Office of the Prime Minister of India finally gets a worthy contender!

A team of eminent scholars was called in London to take a final call on the expulsion of word ‘hope’ from oxford dictionary. This word had become redundant for so many months now and carrying it just for the sake of an academic purpose was useless.

In some different part of the world, another very important meeting was held where chiefs of all nations brainstormed for taking measures to increase the happiness quotient of the world which was threatening to become negative. Most of the psychologists believed that current level of 0.19 out of 100 is so alarming that if nothing is done in next few days, the whole world will sink in depression.

The lifelessness was so widespread at all hierarchical levels of organic species that even plants have rejected photosynthesis. All 300MM of species including 7 billion population of the human race was prepared for slow and peaceful death. Some of the distinguished astrologers had predicted that prevention of the apocalypse can only be possible from where it all started.

In May 2014, precisely on 16th May 2014, a Psychopath (with correct spelling) won a massive verdict by hypnotizing 1.2 billion human populations with his black magic and became Prime Minister of India. In holy books of liberals, it has mentioned that this man had acquired all his black magic by slaughtering more than 10,000 peace-loving people by his own hands. As expected, as soon as assuming power all of his followers started exploiting the greatest peace-loving community in the world. The intolerance and animosity were in such a rise that one of the safest men of the land thought of moving out from here. But where to go? This great satan had travelled the length and breadth of an entire world and intimidated all world leaders to work for him.

As for every ‘Kans’ there is a ‘Krishna’ and for every ‘Ravan’ there is a ‘Ram’. Will there be anyone for this Satan. Someone has to be there, someone within ourselves; someone from his very own land, Nature can’t leave him like this.

And suddenly there was an oracle from the sky, “I am ready to become the Prime Minister of India. All parties should plan and elect me as their leader. It will not only help India to progress but will send the positive signal across the world” The great saint is ready to sacrifice his ordinary life to become the Prime Minister of India for showcasing to world the true path. Will his positivity strong enough to rescue the entire planet from the shadow of negativity? Let us look at the man’s credentials and assure yourself:

1.The eternal man who never died: He was alive when Shah Jahan built Taj Mahal for the remembrance of his love. He lived all through years to ratify the fact Taj Mahal is a mausoleum which should come under the ambit of Sunni central waqf board.

2.The diplomat who can end Indo-Pak conflict within seconds: Kashmir is not a part of India, he declared long back in 2010. Such a simple solution. Magical, isn’t it?
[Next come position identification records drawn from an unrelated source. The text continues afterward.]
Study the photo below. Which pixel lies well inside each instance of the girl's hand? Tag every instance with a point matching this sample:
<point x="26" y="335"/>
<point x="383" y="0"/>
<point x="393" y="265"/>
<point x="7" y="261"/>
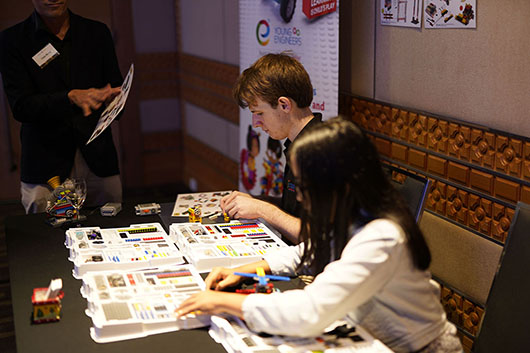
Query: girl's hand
<point x="212" y="302"/>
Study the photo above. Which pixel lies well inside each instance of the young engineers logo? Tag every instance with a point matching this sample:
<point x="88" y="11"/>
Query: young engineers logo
<point x="262" y="32"/>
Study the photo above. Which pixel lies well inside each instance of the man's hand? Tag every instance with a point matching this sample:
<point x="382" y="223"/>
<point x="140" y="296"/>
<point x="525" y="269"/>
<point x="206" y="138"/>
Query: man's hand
<point x="241" y="205"/>
<point x="91" y="99"/>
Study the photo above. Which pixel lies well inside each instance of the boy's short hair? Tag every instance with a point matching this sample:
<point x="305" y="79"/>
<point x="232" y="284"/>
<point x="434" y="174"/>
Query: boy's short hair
<point x="271" y="77"/>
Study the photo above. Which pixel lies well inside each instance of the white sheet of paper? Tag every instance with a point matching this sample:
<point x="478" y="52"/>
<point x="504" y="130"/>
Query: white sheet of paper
<point x="115" y="107"/>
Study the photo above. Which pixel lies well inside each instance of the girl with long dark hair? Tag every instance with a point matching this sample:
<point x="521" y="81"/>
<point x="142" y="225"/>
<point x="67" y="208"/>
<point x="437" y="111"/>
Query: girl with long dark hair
<point x="360" y="241"/>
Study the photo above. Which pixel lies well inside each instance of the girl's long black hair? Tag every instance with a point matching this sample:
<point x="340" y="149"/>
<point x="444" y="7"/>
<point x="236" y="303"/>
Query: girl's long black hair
<point x="342" y="184"/>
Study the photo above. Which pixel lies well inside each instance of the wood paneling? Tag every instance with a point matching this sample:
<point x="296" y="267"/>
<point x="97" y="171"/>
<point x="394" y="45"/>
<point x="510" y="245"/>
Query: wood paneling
<point x="477" y="176"/>
<point x="212" y="170"/>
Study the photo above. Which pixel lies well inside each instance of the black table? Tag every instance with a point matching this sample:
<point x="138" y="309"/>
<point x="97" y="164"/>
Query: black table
<point x="37" y="254"/>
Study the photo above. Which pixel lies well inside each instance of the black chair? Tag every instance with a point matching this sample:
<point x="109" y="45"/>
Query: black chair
<point x="413" y="188"/>
<point x="505" y="323"/>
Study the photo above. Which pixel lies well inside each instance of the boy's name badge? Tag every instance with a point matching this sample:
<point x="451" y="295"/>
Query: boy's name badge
<point x="45" y="55"/>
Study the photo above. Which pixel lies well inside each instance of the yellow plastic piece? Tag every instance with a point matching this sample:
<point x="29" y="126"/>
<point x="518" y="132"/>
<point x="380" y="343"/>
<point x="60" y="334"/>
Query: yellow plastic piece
<point x="260" y="271"/>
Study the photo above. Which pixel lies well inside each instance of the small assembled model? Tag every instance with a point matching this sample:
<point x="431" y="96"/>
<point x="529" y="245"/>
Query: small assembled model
<point x="47" y="302"/>
<point x="65" y="201"/>
<point x="195" y="214"/>
<point x="466" y="16"/>
<point x="110" y="209"/>
<point x="146" y="209"/>
<point x="263" y="285"/>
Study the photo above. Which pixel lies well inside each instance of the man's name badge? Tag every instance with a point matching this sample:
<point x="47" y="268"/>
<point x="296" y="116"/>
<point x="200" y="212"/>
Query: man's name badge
<point x="45" y="55"/>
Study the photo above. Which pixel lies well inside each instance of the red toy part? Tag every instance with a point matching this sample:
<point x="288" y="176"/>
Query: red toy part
<point x="46" y="310"/>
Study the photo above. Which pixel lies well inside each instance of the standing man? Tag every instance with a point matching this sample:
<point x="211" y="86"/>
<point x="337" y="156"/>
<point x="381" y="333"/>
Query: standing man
<point x="59" y="70"/>
<point x="278" y="91"/>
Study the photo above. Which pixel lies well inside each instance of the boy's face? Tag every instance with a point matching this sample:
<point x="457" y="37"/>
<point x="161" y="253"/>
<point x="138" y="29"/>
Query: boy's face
<point x="273" y="121"/>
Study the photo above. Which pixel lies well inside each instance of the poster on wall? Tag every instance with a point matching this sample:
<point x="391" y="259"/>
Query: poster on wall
<point x="309" y="30"/>
<point x="402" y="13"/>
<point x="450" y="14"/>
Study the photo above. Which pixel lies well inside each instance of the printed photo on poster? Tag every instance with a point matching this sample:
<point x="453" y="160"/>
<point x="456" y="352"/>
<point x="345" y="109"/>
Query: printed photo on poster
<point x="402" y="13"/>
<point x="450" y="14"/>
<point x="309" y="31"/>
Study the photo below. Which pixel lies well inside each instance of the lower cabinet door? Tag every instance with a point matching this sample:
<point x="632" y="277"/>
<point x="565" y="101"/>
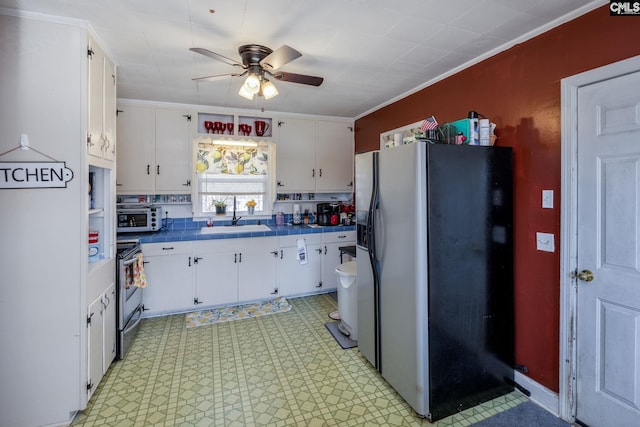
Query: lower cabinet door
<point x="169" y="284"/>
<point x="295" y="278"/>
<point x="216" y="277"/>
<point x="95" y="338"/>
<point x="109" y="319"/>
<point x="257" y="272"/>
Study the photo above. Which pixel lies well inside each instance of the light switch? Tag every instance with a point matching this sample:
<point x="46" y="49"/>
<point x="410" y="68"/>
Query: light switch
<point x="547" y="199"/>
<point x="545" y="242"/>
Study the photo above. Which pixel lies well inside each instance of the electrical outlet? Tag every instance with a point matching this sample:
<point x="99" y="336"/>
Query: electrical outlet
<point x="545" y="242"/>
<point x="547" y="199"/>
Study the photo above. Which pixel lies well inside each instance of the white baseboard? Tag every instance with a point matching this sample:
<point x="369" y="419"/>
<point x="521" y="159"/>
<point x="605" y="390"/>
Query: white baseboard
<point x="539" y="394"/>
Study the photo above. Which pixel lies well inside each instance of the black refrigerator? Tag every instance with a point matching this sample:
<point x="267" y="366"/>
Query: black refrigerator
<point x="435" y="272"/>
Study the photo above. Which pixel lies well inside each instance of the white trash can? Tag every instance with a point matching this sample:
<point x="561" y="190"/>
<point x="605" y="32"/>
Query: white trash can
<point x="348" y="299"/>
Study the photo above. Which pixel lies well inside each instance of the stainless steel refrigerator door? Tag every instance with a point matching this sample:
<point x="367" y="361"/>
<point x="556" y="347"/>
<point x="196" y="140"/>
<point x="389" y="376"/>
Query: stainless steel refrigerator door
<point x="402" y="242"/>
<point x="364" y="275"/>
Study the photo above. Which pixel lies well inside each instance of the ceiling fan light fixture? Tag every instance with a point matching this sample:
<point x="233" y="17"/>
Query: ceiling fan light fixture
<point x="252" y="84"/>
<point x="245" y="93"/>
<point x="269" y="90"/>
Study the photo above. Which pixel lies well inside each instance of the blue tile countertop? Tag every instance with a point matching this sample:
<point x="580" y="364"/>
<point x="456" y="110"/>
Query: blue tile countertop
<point x="185" y="229"/>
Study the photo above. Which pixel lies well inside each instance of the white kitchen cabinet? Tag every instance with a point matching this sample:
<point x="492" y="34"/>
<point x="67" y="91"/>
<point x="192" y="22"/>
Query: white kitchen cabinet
<point x="173" y="151"/>
<point x="110" y="324"/>
<point x="136" y="149"/>
<point x="154" y="153"/>
<point x="168" y="268"/>
<point x="331" y="256"/>
<point x="235" y="270"/>
<point x="295" y="278"/>
<point x="101" y="138"/>
<point x="216" y="273"/>
<point x="314" y="156"/>
<point x="101" y="324"/>
<point x="95" y="344"/>
<point x="47" y="369"/>
<point x="257" y="269"/>
<point x="295" y="156"/>
<point x="334" y="157"/>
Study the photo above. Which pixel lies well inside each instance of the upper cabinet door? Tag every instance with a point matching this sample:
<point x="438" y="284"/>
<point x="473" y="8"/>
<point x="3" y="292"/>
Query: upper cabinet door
<point x="173" y="151"/>
<point x="334" y="157"/>
<point x="136" y="150"/>
<point x="109" y="109"/>
<point x="295" y="154"/>
<point x="95" y="142"/>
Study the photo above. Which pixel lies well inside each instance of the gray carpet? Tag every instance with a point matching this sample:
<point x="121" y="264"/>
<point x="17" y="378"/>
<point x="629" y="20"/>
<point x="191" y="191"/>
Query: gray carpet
<point x="526" y="414"/>
<point x="344" y="341"/>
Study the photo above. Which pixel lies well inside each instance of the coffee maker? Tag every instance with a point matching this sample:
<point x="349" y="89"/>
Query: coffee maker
<point x="327" y="213"/>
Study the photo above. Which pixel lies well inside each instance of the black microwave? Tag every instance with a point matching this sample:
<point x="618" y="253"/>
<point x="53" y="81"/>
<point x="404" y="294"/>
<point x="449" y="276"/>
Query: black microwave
<point x="138" y="219"/>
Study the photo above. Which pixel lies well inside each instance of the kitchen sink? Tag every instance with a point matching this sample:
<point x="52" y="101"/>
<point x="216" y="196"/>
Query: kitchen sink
<point x="229" y="229"/>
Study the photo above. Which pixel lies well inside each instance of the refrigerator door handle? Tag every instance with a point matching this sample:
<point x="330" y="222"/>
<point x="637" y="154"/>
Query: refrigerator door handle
<point x="373" y="258"/>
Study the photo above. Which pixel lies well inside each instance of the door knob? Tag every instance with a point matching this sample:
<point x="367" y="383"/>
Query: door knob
<point x="585" y="275"/>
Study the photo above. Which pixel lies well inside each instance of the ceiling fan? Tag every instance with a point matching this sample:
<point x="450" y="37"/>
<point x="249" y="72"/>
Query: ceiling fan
<point x="258" y="63"/>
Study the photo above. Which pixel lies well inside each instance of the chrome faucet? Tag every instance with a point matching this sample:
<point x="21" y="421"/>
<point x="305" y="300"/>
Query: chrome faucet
<point x="234" y="220"/>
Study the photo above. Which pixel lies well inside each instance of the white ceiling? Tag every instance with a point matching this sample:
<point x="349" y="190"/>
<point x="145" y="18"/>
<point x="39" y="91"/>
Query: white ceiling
<point x="368" y="51"/>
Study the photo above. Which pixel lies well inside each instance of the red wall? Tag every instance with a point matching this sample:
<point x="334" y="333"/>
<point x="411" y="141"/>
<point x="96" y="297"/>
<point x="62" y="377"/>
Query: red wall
<point x="519" y="90"/>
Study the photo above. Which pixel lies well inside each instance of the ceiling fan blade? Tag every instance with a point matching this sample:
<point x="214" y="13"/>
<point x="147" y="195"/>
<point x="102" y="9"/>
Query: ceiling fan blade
<point x="216" y="56"/>
<point x="298" y="78"/>
<point x="216" y="77"/>
<point x="279" y="57"/>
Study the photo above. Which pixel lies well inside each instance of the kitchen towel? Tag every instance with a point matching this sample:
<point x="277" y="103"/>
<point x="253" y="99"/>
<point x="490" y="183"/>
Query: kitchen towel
<point x="302" y="251"/>
<point x="139" y="278"/>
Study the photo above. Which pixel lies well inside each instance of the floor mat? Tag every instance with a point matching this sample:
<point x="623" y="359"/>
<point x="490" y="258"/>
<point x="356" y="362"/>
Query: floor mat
<point x="344" y="341"/>
<point x="227" y="314"/>
<point x="527" y="414"/>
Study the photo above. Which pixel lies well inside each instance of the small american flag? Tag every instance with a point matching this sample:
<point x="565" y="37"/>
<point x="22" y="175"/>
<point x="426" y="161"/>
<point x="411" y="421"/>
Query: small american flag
<point x="429" y="123"/>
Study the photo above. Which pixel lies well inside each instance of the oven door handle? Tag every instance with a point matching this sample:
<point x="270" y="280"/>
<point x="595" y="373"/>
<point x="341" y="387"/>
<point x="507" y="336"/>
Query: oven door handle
<point x="130" y="327"/>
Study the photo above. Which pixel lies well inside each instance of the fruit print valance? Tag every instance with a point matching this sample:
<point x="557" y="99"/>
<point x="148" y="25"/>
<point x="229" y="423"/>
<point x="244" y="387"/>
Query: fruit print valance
<point x="232" y="159"/>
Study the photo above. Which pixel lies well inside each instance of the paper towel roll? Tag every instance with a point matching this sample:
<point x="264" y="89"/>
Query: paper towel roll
<point x="485" y="128"/>
<point x="297" y="218"/>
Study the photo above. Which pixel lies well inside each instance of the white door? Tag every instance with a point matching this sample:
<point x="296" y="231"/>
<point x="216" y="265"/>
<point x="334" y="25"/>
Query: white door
<point x="608" y="247"/>
<point x="173" y="151"/>
<point x="334" y="157"/>
<point x="257" y="268"/>
<point x="295" y="150"/>
<point x="135" y="156"/>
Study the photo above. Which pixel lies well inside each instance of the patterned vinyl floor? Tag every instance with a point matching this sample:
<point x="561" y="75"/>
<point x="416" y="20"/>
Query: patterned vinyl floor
<point x="279" y="370"/>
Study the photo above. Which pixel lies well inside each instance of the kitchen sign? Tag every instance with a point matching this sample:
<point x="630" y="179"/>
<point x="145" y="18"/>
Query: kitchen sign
<point x="34" y="175"/>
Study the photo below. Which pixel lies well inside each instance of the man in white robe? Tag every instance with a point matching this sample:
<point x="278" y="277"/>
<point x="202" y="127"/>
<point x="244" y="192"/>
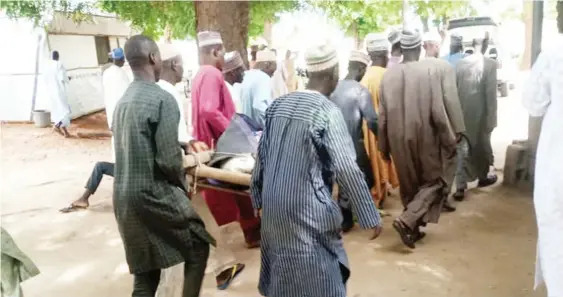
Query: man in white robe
<point x="543" y="97"/>
<point x="56" y="81"/>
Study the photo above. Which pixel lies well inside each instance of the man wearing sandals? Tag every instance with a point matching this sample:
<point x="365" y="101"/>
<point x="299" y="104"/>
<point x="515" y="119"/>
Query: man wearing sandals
<point x="414" y="125"/>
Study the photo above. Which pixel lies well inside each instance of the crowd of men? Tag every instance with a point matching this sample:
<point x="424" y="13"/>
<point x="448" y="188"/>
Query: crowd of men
<point x="397" y="120"/>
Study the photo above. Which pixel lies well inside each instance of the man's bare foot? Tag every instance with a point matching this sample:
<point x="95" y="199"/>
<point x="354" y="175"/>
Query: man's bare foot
<point x="253" y="245"/>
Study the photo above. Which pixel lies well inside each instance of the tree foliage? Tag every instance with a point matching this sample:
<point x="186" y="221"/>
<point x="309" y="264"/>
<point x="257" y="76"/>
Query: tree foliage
<point x="150" y="17"/>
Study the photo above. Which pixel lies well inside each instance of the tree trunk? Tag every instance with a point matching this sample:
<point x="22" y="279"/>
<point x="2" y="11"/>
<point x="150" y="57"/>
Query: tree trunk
<point x="268" y="34"/>
<point x="230" y="18"/>
<point x="168" y="34"/>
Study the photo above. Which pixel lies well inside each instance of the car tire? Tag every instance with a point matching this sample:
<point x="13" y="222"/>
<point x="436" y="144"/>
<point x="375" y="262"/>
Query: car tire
<point x="503" y="88"/>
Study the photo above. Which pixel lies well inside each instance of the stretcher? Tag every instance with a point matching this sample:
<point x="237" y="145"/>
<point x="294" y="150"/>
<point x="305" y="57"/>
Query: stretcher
<point x="198" y="174"/>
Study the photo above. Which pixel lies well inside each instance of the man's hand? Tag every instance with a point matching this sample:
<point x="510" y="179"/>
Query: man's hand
<point x="376" y="232"/>
<point x="197" y="146"/>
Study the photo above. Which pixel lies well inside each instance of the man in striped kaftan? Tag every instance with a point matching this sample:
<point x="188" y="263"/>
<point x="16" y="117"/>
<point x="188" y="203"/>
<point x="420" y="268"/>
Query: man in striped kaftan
<point x="305" y="148"/>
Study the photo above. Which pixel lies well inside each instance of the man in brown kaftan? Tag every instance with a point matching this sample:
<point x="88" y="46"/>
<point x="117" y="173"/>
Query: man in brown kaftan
<point x="414" y="125"/>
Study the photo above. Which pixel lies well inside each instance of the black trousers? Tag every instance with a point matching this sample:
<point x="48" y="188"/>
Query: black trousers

How much wonders he will do if he becomes the Prime Minister of India.

3.The beloved of all: Such a humble man he is. Even Taliban and Dawood are fond of him and they respectfully offer him a part yearly which he generously donates for the Birthday bash of his mate. After he becomes Prime Minister of India, why to scare of Dawood ?

4.The ombudsman of social network: As the miscreants at social sites rising day by day, he voluntarily keeps a check on all social happenings. A number of people have been caught, prosecuted and sent to jail all by him. He is an institution of judiciary.

The whole world is on celebration mode since the man himself has made the announcement. But where is the man? Could no one find him? Has he gone for meditation to gain the extra power but no, it’s contradictory, there is no power left in this world which the man doesn’t possess. Has he gone in heaven to meet his colleagues and discuss road map of recovering the world? Oh wait, I can’t believe my eyes, the man is in front of me. He is addressing a huge gathering. The audience is listening to him mesmerizingly. He is singing a song:

तन्हाई में ना घबराइयो
मिलने एक लम्हे तू अइयो
उस लम्हे में ठहर सा जइयो

There is a pin drop silence in the audience. I have never seen buffalos being so quiet. That is the aura of our man. He kept on singing:

यहीं हूँ मैं
यहीं हूँ मैं
कहीं ना गया तुझे छोड़ के मैं !!

P.S : Dear judges of India,

This article has nothing to do with Azam Khan and his spout of being the fittest person to become the Prime Minister of India and any defamation suit against the author by Azam Khan should not be entertained.